Characterization of horse plasma gelsolin

Abstract

Gelsolin can be purified from horse blood plasma by treating the plasma sequentially with an anion-exchange medium in the presence and then the absence of free Ca2+. The purified gelsolin migrates as a 90-kilodalton protein on electrophoresis in polyacrylamide gels in the presence of sodium dodecyl sulfate. It has an absorption coefficient of 1.4 mL/(mg ∙ cm) and is similar in amino acid composition to other plasma gelsolins. Horse plasma gelsolin has an intrinsic sedimentation coefficient of 4.8S and a Stokes' radius of 3.8 nm.
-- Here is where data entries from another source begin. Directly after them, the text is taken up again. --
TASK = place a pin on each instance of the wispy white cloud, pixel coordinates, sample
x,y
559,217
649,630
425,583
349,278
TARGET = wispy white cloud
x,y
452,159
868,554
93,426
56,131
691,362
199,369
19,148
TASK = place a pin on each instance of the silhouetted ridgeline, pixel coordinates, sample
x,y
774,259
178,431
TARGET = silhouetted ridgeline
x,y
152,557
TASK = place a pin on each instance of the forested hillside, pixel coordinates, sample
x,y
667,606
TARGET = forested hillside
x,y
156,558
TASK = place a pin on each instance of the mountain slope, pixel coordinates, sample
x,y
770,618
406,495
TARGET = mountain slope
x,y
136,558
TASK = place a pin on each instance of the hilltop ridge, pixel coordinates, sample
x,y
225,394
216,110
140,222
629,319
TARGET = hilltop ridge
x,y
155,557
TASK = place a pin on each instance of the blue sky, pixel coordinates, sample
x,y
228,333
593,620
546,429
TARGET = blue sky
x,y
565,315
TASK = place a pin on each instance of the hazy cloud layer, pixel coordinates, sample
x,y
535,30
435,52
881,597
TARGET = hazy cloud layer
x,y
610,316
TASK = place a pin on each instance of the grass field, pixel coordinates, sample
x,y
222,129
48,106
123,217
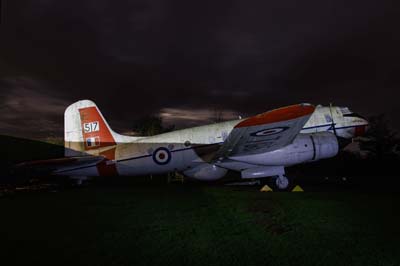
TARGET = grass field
x,y
148,222
198,225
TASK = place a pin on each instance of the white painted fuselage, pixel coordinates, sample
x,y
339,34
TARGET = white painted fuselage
x,y
190,150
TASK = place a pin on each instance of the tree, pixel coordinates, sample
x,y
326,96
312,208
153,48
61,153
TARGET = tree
x,y
382,138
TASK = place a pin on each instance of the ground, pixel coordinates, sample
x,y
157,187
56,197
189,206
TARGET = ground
x,y
198,225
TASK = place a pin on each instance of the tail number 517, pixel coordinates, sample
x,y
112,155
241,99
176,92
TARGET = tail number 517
x,y
91,127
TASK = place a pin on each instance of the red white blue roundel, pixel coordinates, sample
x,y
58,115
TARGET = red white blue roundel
x,y
269,131
161,156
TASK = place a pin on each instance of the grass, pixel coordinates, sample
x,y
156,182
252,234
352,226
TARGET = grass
x,y
198,225
149,223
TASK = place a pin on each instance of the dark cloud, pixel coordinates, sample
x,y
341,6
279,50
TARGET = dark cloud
x,y
140,57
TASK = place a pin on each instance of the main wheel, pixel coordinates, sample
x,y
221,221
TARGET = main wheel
x,y
282,182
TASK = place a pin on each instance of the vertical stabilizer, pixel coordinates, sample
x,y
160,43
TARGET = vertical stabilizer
x,y
86,129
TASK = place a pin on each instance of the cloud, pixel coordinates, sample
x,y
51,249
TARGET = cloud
x,y
29,109
195,117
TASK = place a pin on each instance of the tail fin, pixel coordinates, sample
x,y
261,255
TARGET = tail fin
x,y
85,129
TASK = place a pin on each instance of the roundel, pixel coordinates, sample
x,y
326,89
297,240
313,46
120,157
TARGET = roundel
x,y
269,131
161,156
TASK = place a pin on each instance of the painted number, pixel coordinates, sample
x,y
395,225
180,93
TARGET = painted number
x,y
91,127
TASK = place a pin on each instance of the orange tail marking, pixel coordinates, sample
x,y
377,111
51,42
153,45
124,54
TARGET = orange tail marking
x,y
95,132
278,115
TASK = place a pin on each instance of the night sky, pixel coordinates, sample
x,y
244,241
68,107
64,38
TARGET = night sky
x,y
185,59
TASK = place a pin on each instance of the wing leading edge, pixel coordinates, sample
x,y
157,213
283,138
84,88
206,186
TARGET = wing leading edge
x,y
265,132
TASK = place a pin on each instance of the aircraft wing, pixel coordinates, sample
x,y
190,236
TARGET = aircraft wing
x,y
60,164
265,132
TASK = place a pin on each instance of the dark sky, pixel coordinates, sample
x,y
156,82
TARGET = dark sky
x,y
185,59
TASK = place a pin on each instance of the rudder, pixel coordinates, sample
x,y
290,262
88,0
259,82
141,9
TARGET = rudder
x,y
85,129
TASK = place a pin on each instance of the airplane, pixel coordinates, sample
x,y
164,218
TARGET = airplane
x,y
258,147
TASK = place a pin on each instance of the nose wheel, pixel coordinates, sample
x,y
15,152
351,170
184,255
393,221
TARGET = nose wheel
x,y
282,182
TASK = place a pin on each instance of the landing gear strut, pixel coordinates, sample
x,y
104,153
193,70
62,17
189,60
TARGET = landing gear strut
x,y
282,182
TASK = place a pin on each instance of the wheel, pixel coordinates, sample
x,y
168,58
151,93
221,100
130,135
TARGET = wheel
x,y
282,182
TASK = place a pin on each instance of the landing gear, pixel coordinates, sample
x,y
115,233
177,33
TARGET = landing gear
x,y
282,182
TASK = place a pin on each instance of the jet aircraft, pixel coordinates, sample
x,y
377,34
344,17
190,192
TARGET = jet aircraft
x,y
259,146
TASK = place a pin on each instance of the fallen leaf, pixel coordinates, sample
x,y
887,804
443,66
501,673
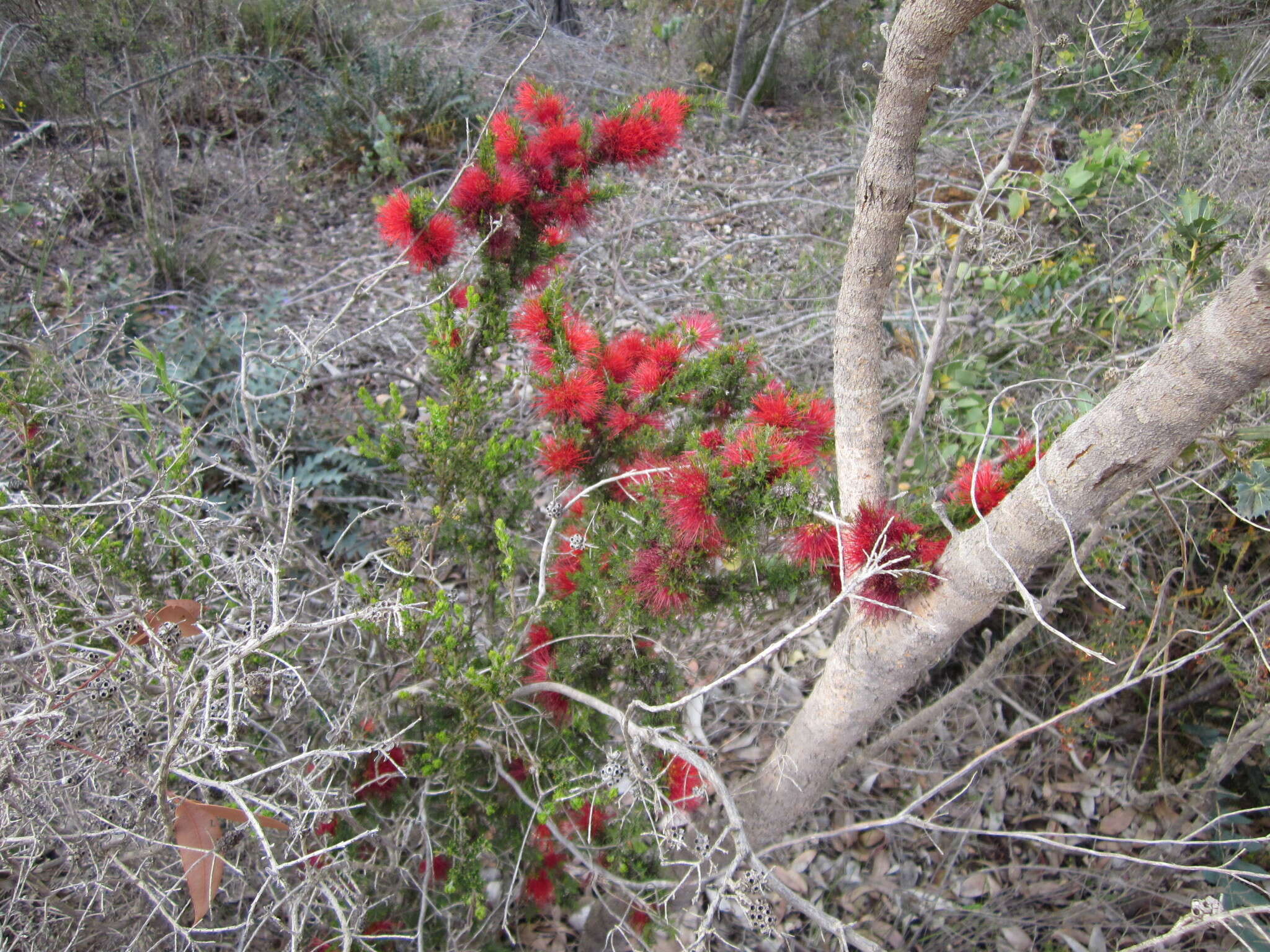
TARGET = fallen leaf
x,y
182,612
197,831
229,813
1117,822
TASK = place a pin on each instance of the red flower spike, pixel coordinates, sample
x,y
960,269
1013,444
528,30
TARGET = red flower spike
x,y
687,792
471,193
623,355
540,662
649,570
582,338
773,408
510,187
985,482
814,545
397,221
1025,448
577,397
539,104
700,330
507,136
531,323
562,457
435,243
687,512
540,889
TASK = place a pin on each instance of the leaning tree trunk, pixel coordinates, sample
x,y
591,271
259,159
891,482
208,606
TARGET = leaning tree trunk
x,y
1220,357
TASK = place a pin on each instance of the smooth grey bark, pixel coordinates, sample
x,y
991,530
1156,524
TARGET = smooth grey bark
x,y
1118,447
738,55
920,40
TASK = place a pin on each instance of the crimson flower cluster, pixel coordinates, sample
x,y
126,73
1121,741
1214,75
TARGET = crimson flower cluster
x,y
586,824
530,183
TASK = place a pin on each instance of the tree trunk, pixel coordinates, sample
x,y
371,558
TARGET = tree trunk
x,y
920,40
1220,357
738,55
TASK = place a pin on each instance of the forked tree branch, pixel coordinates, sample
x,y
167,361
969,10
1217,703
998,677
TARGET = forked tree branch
x,y
1220,357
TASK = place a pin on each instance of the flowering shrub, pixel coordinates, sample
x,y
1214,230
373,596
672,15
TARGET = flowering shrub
x,y
676,478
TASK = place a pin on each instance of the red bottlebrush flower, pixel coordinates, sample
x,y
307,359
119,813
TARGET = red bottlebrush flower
x,y
543,359
540,662
397,221
381,775
670,106
563,569
471,193
590,821
577,397
507,136
984,482
538,104
700,330
647,377
774,408
623,355
435,243
531,324
651,573
686,508
436,873
1025,448
582,338
898,545
511,186
562,457
687,792
540,889
814,545
571,206
551,148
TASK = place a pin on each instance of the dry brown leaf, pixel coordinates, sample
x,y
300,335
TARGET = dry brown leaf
x,y
182,612
197,831
1117,822
229,813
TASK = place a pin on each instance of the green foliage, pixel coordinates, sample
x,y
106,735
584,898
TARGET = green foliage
x,y
1105,162
1253,490
389,113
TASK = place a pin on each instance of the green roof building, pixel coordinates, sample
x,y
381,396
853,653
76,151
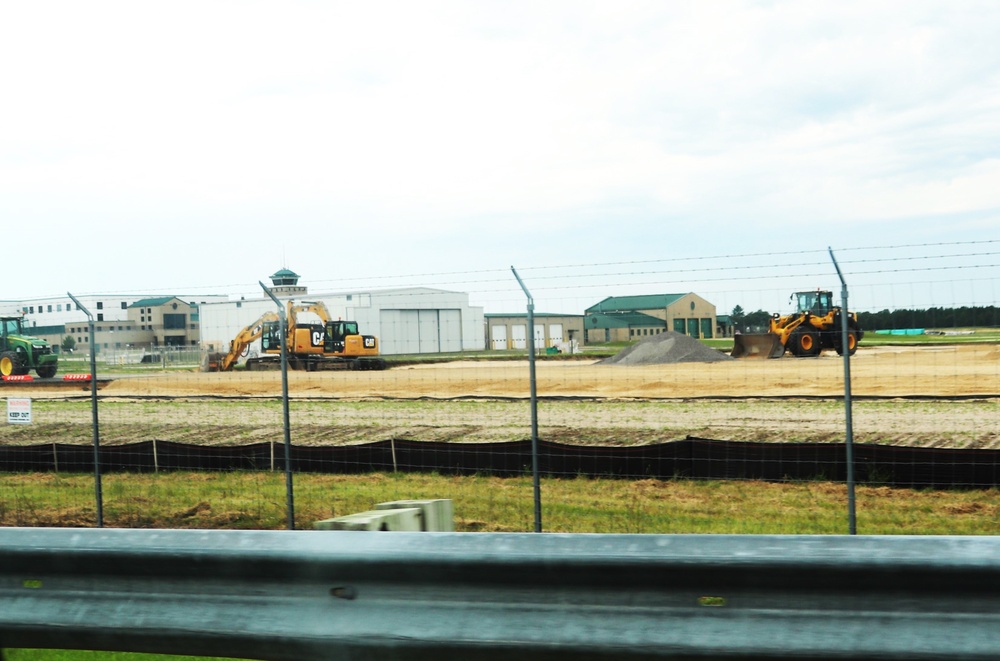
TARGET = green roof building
x,y
631,318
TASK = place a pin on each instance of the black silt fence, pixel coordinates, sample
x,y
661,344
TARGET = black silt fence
x,y
692,458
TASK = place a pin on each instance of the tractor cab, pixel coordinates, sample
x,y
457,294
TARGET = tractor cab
x,y
818,303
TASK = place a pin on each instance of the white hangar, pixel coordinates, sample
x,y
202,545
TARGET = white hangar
x,y
405,321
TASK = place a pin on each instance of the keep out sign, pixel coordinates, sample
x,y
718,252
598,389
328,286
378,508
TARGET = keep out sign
x,y
18,411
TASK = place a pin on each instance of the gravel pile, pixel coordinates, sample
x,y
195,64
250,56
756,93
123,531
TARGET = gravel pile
x,y
665,348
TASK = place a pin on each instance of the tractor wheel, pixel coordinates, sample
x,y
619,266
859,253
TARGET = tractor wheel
x,y
7,363
46,371
12,363
805,343
852,343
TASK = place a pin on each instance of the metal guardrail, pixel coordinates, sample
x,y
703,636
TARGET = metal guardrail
x,y
352,595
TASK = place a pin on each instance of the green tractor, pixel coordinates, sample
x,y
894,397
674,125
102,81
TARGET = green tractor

Hydrodynamic calculations suggest it to be a rather globular protein of 75 000 relative mass, a value similar to those calculated for human and pig plasma gelsolins from their amino acid sequences. Horse plasma gelsolin is able to nucleate actin polymerization, i.e., to abolish the lag observed between the initiation of polymerization of monomeric actin by the addition of salts and the rapid elongation phase of actin filament growth. This nucleation activity also results in lower final viscosities of F-actin solutions, as the existence of a larger number of filaments in samples that contain gelsolin requires that their average length be shorter.Key words: plasma gelsolin, actin, hydrodynamics, actin filament severing, nucleation of actin filament growth.